『殺意の輪郭 猟奇殺人捜査ファイル』

朝日文庫より発売中

 ウェブ連載をやってみませんか、というお話をいただいたとき、最初に頭に浮かんだのは「矛盾なく最後まで書けるだろうか」ということだった。

 デビューして今年で十八年目になるのだが、私はずっと警察小説の書き下ろしをやってきたので、連載は経験したことがない。書き下ろしの場合、執筆、修正、校正などすべての作業が終わってから作品は世に出ることになる。しかしウェブ連載では事情がまったく違う。月に数回サイトに文章が掲載されるとなれば、その回数だけ締切がやってくる。充分な手直しができないのではないか、と不安になったのだ。

 しかし挑戦してみたい気持ちもあった。初めていただいた連載の仕事だ。滅多にないチャンスだと言える。

「原稿が全部出来上がってからの連載というのも、ありですかね?」

 編集担当氏にそう尋ねると、かまわないという回答をいただけた。これはありがたいことだった。事前に何度も直せるのなら問題はない。しっかり校正まで終わらせ、完成度を高めてから刊行することができる。

 初めての連載に向けて、私は準備を始めた。

 今まで私は、小説の冒頭で必ず大きな事件を起こすという方法をとってきた。事件現場には何らかの謎があり、それを手がかりとして主人公たちは捜査を進めていく。自分としてはこの書き方に、ふたつの意味を持たせていた。

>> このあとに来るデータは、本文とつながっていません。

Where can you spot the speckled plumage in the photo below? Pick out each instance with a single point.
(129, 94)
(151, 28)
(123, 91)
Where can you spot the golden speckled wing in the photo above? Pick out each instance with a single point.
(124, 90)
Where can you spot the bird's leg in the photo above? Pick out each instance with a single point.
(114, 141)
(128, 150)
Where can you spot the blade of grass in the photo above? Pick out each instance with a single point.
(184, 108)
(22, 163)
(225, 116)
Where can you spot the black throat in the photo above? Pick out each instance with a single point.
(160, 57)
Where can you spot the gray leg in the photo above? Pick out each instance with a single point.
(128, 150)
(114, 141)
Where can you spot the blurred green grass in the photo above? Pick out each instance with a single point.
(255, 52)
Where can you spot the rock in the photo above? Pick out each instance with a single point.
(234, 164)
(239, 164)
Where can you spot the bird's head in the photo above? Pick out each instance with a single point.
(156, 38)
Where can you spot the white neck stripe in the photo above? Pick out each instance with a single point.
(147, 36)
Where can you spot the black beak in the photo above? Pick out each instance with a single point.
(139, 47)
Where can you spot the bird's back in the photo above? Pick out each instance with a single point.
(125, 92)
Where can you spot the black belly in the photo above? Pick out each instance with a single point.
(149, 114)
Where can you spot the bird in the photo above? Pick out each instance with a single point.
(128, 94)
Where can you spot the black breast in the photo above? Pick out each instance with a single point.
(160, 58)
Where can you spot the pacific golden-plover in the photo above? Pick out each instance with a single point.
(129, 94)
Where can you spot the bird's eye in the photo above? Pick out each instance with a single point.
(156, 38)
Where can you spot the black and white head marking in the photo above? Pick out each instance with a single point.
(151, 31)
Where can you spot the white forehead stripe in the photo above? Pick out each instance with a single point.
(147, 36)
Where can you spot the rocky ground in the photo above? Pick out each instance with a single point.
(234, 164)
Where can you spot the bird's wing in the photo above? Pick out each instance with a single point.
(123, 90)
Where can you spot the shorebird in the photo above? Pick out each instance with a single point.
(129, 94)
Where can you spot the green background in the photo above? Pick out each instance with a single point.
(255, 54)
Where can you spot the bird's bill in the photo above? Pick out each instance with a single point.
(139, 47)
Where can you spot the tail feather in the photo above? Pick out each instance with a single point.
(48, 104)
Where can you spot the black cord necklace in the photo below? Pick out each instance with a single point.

 ひとつは、事件の衝撃や不可解さによって興味を引くということである。最初にショッキングな事件を起こせば、小説の目的が設定される。事件解決というゴールに向かって刑事たちは行動していくわけだ。読者の方々も、それに並走してくださるに違いない。

 もうひとつは、猟奇的な事件によって人の業を描きたい、ということだった。猟奇殺人などというとセンセーショナルでどぎつく、読者の方々を誘い込むための単なる仕掛けだと思われるかもしれない。だが、実はそのほかに考えていることがあった。

 私の書く小説には、快楽殺人者は登場しない。多少の性格の偏りなどはあっても、普段は社会人として生活している者が事件を起こすという話が多い。どこにでもいる普通の市民が、あるとき凄惨な犯罪に走ってしまうのである。作中、なぜそんなことが起こるのか。